The NKJP_1M corpus
The NKJP_1M corpus is a manually annotated one million word subcorpus of the National Corpus of Polish (NKJP – Narodowy Korpus Języka Polskiego), composed of various text samples (see below). It is a corpus of contemporary Polish with texts published after the year 1945; it contains written, spoken and web communication. The corpus features lemmatisation, morphological annotation, and representative coverage of text categories.
Name | NKJP_1M | |
---|---|---|
Positions | Number of positions (tokens) | 1,215,513 |
Number of positions (excl. punctuation) | 992,014 | |
Number of word forms | 143,477 | |
Number of lemmas | 54,174 | |
Structures | Number of documents <doc> | 3,889 |
Number of paragraphs <p> | 18,484 | |
Number of sentences <s> | 85,663 | |
Further information | Reference corpus | YES |
Representative corpus | YES | |
Publication year | 2018 |
Text classification
The classification of NKJP_1M texts combines traditional criteria with a categorisation based on topic and genre. Genre categories (or types, in Polish corpus terminology) are often integrated with medium categories (or communication channels, in Polish corpus terminology), but formally, these two types of categorisation remain separate.

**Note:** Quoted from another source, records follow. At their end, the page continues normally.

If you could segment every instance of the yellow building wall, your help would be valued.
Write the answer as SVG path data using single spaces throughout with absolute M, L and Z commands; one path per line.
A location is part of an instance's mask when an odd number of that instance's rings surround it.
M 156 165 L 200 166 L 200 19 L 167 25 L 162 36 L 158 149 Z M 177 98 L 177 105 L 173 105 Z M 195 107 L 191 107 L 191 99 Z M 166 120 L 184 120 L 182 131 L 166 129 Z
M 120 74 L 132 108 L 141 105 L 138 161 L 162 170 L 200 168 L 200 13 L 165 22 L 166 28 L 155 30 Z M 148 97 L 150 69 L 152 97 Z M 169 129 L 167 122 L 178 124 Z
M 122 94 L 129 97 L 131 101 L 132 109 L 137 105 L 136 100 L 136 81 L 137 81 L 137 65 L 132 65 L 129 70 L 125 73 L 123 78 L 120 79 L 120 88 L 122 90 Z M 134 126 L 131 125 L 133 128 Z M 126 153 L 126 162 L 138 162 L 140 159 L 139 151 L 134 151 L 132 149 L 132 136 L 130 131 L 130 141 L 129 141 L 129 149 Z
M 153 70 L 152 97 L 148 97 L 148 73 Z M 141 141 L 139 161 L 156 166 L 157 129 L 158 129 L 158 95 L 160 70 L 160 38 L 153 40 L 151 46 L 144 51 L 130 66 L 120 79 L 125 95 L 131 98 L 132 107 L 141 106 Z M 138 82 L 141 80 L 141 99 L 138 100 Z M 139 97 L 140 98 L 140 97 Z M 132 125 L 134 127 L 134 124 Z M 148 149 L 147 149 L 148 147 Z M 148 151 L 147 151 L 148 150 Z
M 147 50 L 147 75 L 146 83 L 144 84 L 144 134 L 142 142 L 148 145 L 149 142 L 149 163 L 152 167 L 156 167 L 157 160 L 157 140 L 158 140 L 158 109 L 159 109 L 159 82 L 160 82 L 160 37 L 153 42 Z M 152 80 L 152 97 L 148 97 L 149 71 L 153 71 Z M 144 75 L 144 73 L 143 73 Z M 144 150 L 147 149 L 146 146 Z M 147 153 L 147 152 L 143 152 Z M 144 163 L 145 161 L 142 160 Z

Communication layer | doc.genre | Category | Proportion |
---|---|---|---|
written | #typ_publ | journalism | 48.85% |
#typ_lit | fiction | 17.04% | |
#typ_fakt | non-fiction | 5.34% | |
#typ_inf-por | informative texts | 5.62% | |
#typ_urzed | legal texts | 2.97% | |
#typ_nd | popular science texts | 1.91% | |
#typ_nklas | non-fiction unclassified book | 1.00% | |
#typ_listy | correspondence | 0.04% | |
#typ_lit_poezja | poetry | 0.01% | |
spoken | #typ_qmow | quasi-spoken texts | 2.50% |
#typ_media | spoken media text | 2.07% | |
#typ_konwers | spoken conversational texts | 5.57% | |
web | #typ_net_interakt | interaction-based Internet texts | 5.18% |
#typ_net_nieinterakt | non-interaction-based Internet texts | 1.91% |
Positional annotation and tagging
Compared to typical corpora of Czech, NKJP_1M additionally has a positional attribute which is specific for Polish, the so-called flexeme. It is a category which further subdivides parts of speech into more specific lexeme classes. For instance, within nouns (subst), depreciative nouns (depr) form one of the flexeme subgroups; flexemes also distinguish between regular adjectives (adj), the first part of compound adjectives (adja, e.g. biało-czerwony, sportowo-rekreacyjny), post-prepositional adjectives (adjp, e.g. po polsku, od dawna), and predicative adjectives (adjc, e.g. jestem pewien, był wesół i zdrów); and there is a particularly fine-grained subcategorization of verbs (more than 10 different flexemes).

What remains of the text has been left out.